New Mexico’s cash register rang loudly for fiscal year (FY) 2017, signaling proceeds of $455 million from energy and mineral production on federal and Native American lands, an increase of $86.5 million from FY 2016, according to the U.S. Department of Interior.
It was the largest state increase in the nation, Interior said, attributing the increase to higher oil prices, which increased to around $53/bbl at the end of September from $45/bbl in September 2016.
Nationwide, Interior attributed the revenue increases, including from offshore drilling on federal leases, “primarily…to a larger number of lease sales totaling higher acreage, efforts to streamline permitting and reduce regulatory burdens, and higher oil and gas prices experienced during the year as the economy and exports have continued to expand.”

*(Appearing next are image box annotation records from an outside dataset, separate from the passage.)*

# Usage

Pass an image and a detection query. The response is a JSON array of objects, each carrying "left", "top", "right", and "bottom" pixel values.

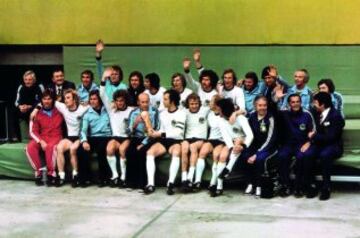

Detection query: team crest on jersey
[
  {"left": 233, "top": 127, "right": 240, "bottom": 134},
  {"left": 299, "top": 123, "right": 306, "bottom": 131}
]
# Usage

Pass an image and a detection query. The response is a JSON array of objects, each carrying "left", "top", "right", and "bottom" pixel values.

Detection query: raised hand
[{"left": 183, "top": 58, "right": 191, "bottom": 71}]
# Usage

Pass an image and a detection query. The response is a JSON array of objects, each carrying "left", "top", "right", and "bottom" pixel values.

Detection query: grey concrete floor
[{"left": 0, "top": 180, "right": 360, "bottom": 238}]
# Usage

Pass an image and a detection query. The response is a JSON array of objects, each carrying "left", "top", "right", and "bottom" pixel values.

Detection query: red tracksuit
[{"left": 26, "top": 108, "right": 64, "bottom": 177}]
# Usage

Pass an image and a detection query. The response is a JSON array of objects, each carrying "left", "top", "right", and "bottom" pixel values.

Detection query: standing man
[{"left": 312, "top": 92, "right": 345, "bottom": 200}]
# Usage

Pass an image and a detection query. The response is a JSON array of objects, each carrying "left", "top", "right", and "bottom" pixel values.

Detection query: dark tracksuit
[
  {"left": 312, "top": 108, "right": 345, "bottom": 189},
  {"left": 278, "top": 109, "right": 315, "bottom": 189},
  {"left": 240, "top": 112, "right": 277, "bottom": 186}
]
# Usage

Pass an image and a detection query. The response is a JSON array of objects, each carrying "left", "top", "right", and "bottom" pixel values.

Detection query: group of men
[{"left": 16, "top": 41, "right": 345, "bottom": 200}]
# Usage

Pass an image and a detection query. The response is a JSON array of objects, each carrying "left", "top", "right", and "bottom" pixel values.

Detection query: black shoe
[
  {"left": 319, "top": 189, "right": 330, "bottom": 201},
  {"left": 209, "top": 185, "right": 216, "bottom": 197},
  {"left": 294, "top": 188, "right": 304, "bottom": 198},
  {"left": 46, "top": 175, "right": 56, "bottom": 187},
  {"left": 192, "top": 182, "right": 201, "bottom": 192},
  {"left": 181, "top": 180, "right": 191, "bottom": 193},
  {"left": 166, "top": 183, "right": 175, "bottom": 195},
  {"left": 305, "top": 184, "right": 318, "bottom": 198},
  {"left": 279, "top": 186, "right": 291, "bottom": 198},
  {"left": 118, "top": 179, "right": 127, "bottom": 188},
  {"left": 218, "top": 167, "right": 230, "bottom": 179},
  {"left": 56, "top": 178, "right": 65, "bottom": 187},
  {"left": 144, "top": 185, "right": 155, "bottom": 195},
  {"left": 71, "top": 175, "right": 80, "bottom": 188},
  {"left": 35, "top": 176, "right": 45, "bottom": 186},
  {"left": 109, "top": 177, "right": 120, "bottom": 188}
]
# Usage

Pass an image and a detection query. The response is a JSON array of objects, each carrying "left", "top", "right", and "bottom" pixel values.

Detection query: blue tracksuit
[{"left": 278, "top": 109, "right": 316, "bottom": 189}]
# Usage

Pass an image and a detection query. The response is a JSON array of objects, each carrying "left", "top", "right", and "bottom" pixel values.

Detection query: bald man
[{"left": 126, "top": 93, "right": 159, "bottom": 188}]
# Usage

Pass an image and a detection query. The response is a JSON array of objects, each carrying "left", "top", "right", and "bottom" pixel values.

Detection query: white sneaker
[
  {"left": 245, "top": 183, "right": 253, "bottom": 195},
  {"left": 255, "top": 187, "right": 261, "bottom": 197}
]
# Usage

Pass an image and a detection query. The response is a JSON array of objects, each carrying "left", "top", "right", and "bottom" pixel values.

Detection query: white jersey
[
  {"left": 185, "top": 107, "right": 210, "bottom": 140},
  {"left": 55, "top": 101, "right": 90, "bottom": 136},
  {"left": 160, "top": 108, "right": 186, "bottom": 140},
  {"left": 220, "top": 86, "right": 246, "bottom": 111},
  {"left": 185, "top": 72, "right": 217, "bottom": 107},
  {"left": 100, "top": 85, "right": 134, "bottom": 138},
  {"left": 179, "top": 88, "right": 193, "bottom": 109},
  {"left": 220, "top": 115, "right": 254, "bottom": 148},
  {"left": 207, "top": 111, "right": 223, "bottom": 141},
  {"left": 145, "top": 87, "right": 166, "bottom": 111}
]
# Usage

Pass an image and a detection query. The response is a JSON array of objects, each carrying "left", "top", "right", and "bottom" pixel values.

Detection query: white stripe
[
  {"left": 29, "top": 120, "right": 40, "bottom": 143},
  {"left": 258, "top": 117, "right": 274, "bottom": 151}
]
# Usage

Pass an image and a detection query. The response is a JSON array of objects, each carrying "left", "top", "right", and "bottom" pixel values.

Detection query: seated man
[
  {"left": 144, "top": 89, "right": 186, "bottom": 195},
  {"left": 100, "top": 70, "right": 133, "bottom": 188},
  {"left": 79, "top": 90, "right": 111, "bottom": 187},
  {"left": 181, "top": 93, "right": 210, "bottom": 192},
  {"left": 217, "top": 98, "right": 254, "bottom": 195},
  {"left": 312, "top": 92, "right": 345, "bottom": 200},
  {"left": 26, "top": 89, "right": 64, "bottom": 186},
  {"left": 14, "top": 70, "right": 44, "bottom": 141},
  {"left": 241, "top": 96, "right": 277, "bottom": 197},
  {"left": 278, "top": 94, "right": 316, "bottom": 197}
]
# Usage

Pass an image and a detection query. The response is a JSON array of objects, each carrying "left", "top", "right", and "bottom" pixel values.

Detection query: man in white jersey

“That money goes back to communities for things like public works projects, educational improvements, conservation/parks development, and infrastructure upgrades,” Interior Secretary Ryan Zinke said.
Separately, New Mexico State Lands Office (SLO) officials reported that ramped up interest in the Permian Basin, which traverses the southeastern corner of the state, generated nearly $8 million from an auction in October. Nearly $60 million was raised through state lease sales in FY 2017, according to SLO.
In June, New Mexico’sSLO held an oil and natural gas lease sale that collected $654,448, prompting stakeholders to point to the gold rush-like exploration and production investment pouring into the Permian’s Delaware sub-basin in southeastern New Mexico.